Alain Freudiger ne raconte ainsi pas strictement son enfance – quel en serait vraiment l’intérêt ? – mais les formes qu’elle adopte dans la réalité du monde. L’écrivain le confie, comme au détour : « Ce territoire, mon enfance a consisté à en prendre la mesure. » Ajoutant que cela revient à se « former à ses formes ». Et ce qui bouleverse dans ce récit d’une grande tenue, modeste et habile, tient bien à ce renversement permanent entre identité et conditions de l’existence, entre reconstitution du temps passé, perdu, et réflexions récapitulatives. L’écrivain n’y exprime pas l’antériorité ou le sentiment de la remémoration, mais il donne une forme narrative à la « continuité [de] l’existence ». 
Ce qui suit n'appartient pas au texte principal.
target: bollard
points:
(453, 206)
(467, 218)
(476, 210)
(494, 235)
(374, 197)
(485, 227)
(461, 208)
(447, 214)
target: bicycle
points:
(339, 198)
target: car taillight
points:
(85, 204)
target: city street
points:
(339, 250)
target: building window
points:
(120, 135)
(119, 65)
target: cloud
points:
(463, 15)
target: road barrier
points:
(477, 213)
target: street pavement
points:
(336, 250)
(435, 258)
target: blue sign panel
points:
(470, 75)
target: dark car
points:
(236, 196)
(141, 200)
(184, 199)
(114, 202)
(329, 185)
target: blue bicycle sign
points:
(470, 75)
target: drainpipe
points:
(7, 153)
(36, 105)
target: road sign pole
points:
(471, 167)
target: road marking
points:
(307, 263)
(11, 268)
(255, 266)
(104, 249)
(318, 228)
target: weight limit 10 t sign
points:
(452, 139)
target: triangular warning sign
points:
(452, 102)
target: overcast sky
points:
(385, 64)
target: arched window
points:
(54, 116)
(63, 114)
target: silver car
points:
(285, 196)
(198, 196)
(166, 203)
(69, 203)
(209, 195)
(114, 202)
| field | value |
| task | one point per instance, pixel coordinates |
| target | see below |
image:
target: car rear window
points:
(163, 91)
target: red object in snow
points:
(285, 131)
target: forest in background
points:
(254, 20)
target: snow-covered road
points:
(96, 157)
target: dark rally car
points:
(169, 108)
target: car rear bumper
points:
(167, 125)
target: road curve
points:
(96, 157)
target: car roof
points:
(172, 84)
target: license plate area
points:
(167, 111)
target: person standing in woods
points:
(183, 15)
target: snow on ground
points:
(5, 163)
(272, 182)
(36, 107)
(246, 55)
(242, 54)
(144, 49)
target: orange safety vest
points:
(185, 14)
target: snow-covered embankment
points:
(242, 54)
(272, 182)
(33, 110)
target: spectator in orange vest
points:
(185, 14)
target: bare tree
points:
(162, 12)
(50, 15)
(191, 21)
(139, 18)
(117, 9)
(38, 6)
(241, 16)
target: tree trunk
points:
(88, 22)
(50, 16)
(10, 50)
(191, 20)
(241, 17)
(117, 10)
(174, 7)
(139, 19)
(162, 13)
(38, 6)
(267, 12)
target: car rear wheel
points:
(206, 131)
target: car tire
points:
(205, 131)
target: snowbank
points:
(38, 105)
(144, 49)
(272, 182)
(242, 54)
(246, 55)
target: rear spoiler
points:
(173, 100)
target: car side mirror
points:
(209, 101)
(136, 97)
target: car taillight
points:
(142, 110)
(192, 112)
Il y a quelque chose d’infiniment émouvant dans cette manière lucide d’éprouver son passé, de revenir toujours à l’extase des premiers souvenirs, de ce qui conforme notre identité, ce qui porte nos traces en dedans de nous-mêmes, des traces qui ne sont retrouvées que dans l’espace, les lieux, les territoires qui les accueillent. C’est en partie ce qui portait aussi Le plus court chemin d’Antoine Wauters, qui abordait ces sujets avec un lyrisme auquel Freudiger se refuse absolument ; et c’est ce qui donne son timbre rare et différent à son texte. On trouve dans cet arpentage mémoriel, dans l’investigation intérieure et extérieure d’une personnalité, quelque chose qui exprime un certain bonheur – parfois incertain, fragile ou suspendu – à comprendre d’où l’on vient, à reconstituer son histoire et à jouir tout simplement de l’existence. Ce n’est presque rien peut-être, mais cela demeure probablement vital.